Top 10 Compliance Technology Tools

  1. Personal Trading:  Probably the most-used compliance technology, several firms offer excellent products to collect and manage personal trading monitoring and pre-clearance as required by the Code of Ethics.
  2. Email Review:  Just the sheer number of emails transmitted, even in the smallest firms, begs for the implementation of an automated email review system.
  3. Cybersecurity:  There is an entire industry of technologies employed for threat assessment and penetration testing as well as remediation and protection.
  4. Portfolio Management:  One of the biggest risk areas involves portfolio dispersion and failures to invest in accordance with client mandates.  Several technologies can monitor for non-compliant trading.
  5. Anti-Money Laundering: A developing area, we have seen some excellent tools to help comply with AML and KYC requirements.
  6. Performance Reporting:  Performance reporting (and related recordkeeping) can be better managed by software tools that avoid human intervention, thereby ensuring accurate calculations and ease of presentation.
  7. Marketing Review:  We like several tools that manage the workflow and document management requirements of the marketing review process.  Such tools maintain a library of drafts for regulatory inspection.
  8. Best Execution:  All money management firms must ensure best execution.  Several technologies are available to measure and demonstrate how a firm selects and executes trades.
  9. Regulatory Reporting:  If your firm still does Form PF or 13F manually, consider a software tool that can help you pull data and populate the forms.
  10. Financial Reporting:  First adopted for mutual fund financial statements, larger firms should consider some of the financial reporting tools that create financial statements, thereby reducing outside fees and human error.

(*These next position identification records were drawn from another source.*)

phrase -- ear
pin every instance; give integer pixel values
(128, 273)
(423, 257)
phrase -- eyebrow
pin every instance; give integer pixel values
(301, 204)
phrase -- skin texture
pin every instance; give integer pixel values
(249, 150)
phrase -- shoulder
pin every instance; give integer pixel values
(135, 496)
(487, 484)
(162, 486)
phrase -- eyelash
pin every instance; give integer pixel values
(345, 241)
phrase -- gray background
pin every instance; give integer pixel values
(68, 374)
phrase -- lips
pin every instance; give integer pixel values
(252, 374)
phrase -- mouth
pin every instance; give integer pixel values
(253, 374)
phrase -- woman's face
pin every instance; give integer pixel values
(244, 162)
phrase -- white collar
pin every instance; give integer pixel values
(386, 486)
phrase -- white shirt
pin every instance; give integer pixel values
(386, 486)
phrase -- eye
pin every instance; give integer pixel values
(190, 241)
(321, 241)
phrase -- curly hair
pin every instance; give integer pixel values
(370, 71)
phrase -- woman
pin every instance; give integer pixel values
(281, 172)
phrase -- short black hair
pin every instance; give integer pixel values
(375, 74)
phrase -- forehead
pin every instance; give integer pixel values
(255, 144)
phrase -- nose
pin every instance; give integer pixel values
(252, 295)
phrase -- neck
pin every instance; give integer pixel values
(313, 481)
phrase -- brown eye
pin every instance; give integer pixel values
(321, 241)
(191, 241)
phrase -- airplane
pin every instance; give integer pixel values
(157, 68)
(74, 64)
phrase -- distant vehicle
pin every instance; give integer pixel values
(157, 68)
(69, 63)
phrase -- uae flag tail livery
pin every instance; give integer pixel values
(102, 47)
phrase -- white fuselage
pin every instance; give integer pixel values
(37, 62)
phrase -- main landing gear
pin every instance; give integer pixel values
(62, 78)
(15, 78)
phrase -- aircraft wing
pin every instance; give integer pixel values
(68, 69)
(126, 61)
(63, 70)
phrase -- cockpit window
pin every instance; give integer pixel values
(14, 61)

BD Fined for Hack of Third Party Cloud Provider


A broker-dealer agreed to pay a $650,000 fine because an OSJ’s cloud server vendor  failed to protect customer information.  FINRA asserts that foreign hackers penetrated the cloud-based servers and had access to customers’ nonpublic personal information.  FINRA faults the firm for failing to monitor or test the third party vendor’s information security.  FINRA also alleges that the BD failed to adopt reasonable data security policies that included specific firewall policies and related testing.  FINRA cites violations of Rule 30 of Regulation S-P, which requires the protection of customer records and information.

OUR TAKE: Firms must go the extra mile to protect customer information and not just rely on hiring a third party.  FINRA will hold BDs strictly liable for data breaches, even those occurring at the vendor.

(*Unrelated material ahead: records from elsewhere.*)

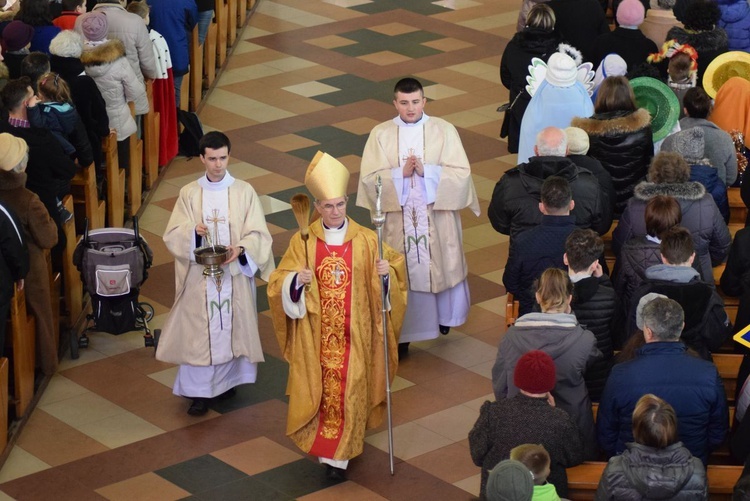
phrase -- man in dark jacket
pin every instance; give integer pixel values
(14, 264)
(595, 303)
(663, 367)
(706, 323)
(541, 247)
(515, 201)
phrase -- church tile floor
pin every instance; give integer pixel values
(303, 76)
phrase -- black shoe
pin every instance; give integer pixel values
(403, 350)
(333, 473)
(227, 394)
(199, 407)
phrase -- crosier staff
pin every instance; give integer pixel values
(378, 220)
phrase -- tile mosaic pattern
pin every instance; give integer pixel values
(303, 76)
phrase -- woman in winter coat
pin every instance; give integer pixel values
(702, 32)
(656, 465)
(40, 232)
(735, 20)
(556, 332)
(669, 174)
(619, 136)
(662, 213)
(537, 39)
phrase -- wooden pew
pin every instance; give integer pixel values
(583, 480)
(22, 335)
(150, 139)
(222, 24)
(511, 310)
(86, 198)
(72, 279)
(115, 183)
(135, 169)
(196, 71)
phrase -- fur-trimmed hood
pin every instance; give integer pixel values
(106, 53)
(613, 124)
(682, 191)
(715, 39)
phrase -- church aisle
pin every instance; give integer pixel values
(304, 76)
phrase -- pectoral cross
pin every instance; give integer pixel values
(338, 274)
(215, 219)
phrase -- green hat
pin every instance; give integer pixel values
(663, 105)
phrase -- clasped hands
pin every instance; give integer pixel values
(234, 250)
(304, 276)
(413, 164)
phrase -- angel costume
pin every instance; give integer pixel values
(422, 216)
(560, 90)
(212, 329)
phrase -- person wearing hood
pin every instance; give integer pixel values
(664, 367)
(514, 206)
(702, 32)
(626, 40)
(537, 39)
(735, 20)
(669, 174)
(656, 465)
(556, 332)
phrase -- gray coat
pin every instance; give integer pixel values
(719, 148)
(571, 347)
(642, 472)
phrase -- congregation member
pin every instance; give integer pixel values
(212, 330)
(542, 246)
(514, 206)
(620, 137)
(539, 39)
(40, 233)
(707, 326)
(662, 366)
(426, 182)
(641, 252)
(327, 310)
(529, 417)
(656, 464)
(556, 332)
(595, 303)
(669, 174)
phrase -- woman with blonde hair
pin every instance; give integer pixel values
(556, 332)
(656, 465)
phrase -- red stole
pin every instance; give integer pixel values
(333, 271)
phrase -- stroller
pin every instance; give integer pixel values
(113, 263)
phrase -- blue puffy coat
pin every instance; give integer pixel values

Hedge Fund Managers Plan Significant Compliance Technology Spending


A KPMG study reports that the overwhelming majority (94%) of hedge fund managers recognize the importance of investing in technology to compete and that compliance is a top reason (90%) to invest in technology.  The report explains: “Given that — in 2013 — we estimated that compliance was costing the industry upwards of US$3 billion per year (and that number has likely risen much higher since), it is not surprising that compliance ranked as a top objective among our respondents.”  The report also explains the importance of technology in the back office where improved data management allows firms “to meet the increased regulatory and investor reporting demands being placed on them.”

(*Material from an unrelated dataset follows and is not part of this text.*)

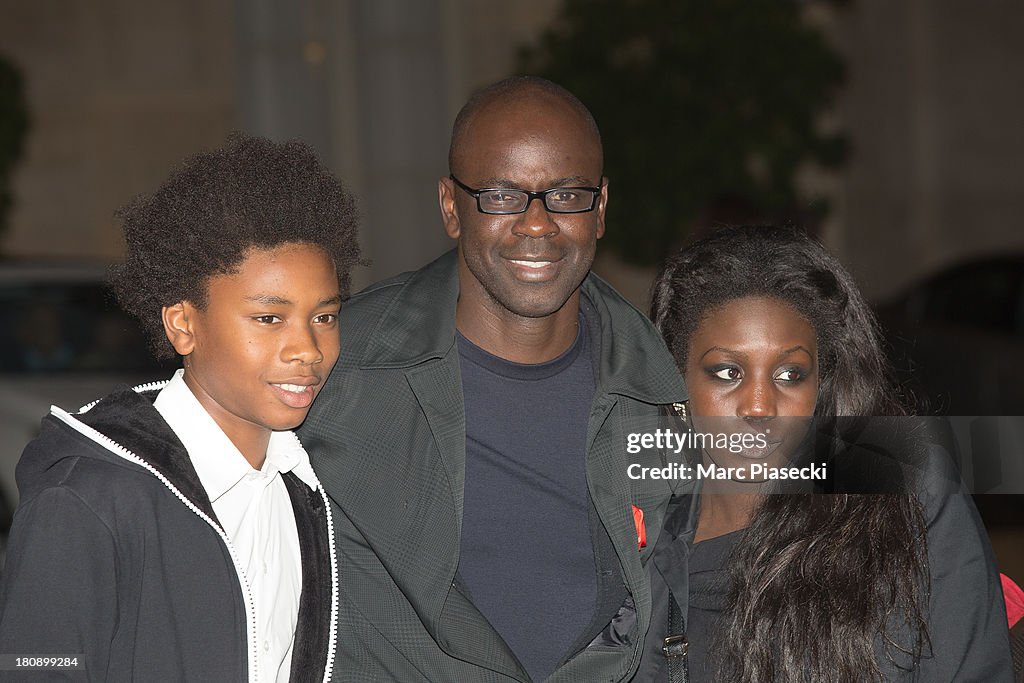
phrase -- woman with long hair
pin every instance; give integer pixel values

OUR TAKE: Technology that organizes and presents data has become a critical element to meet ever-increasing regulatory requirements especially in areas such as personal trading, email review, and investor reporting.  Technology alone, however, is not a regulatory silver bullet.  Firms must still retain top compliance talent who can assess, interpret, and react to the data and then advise senior management on how to proceed.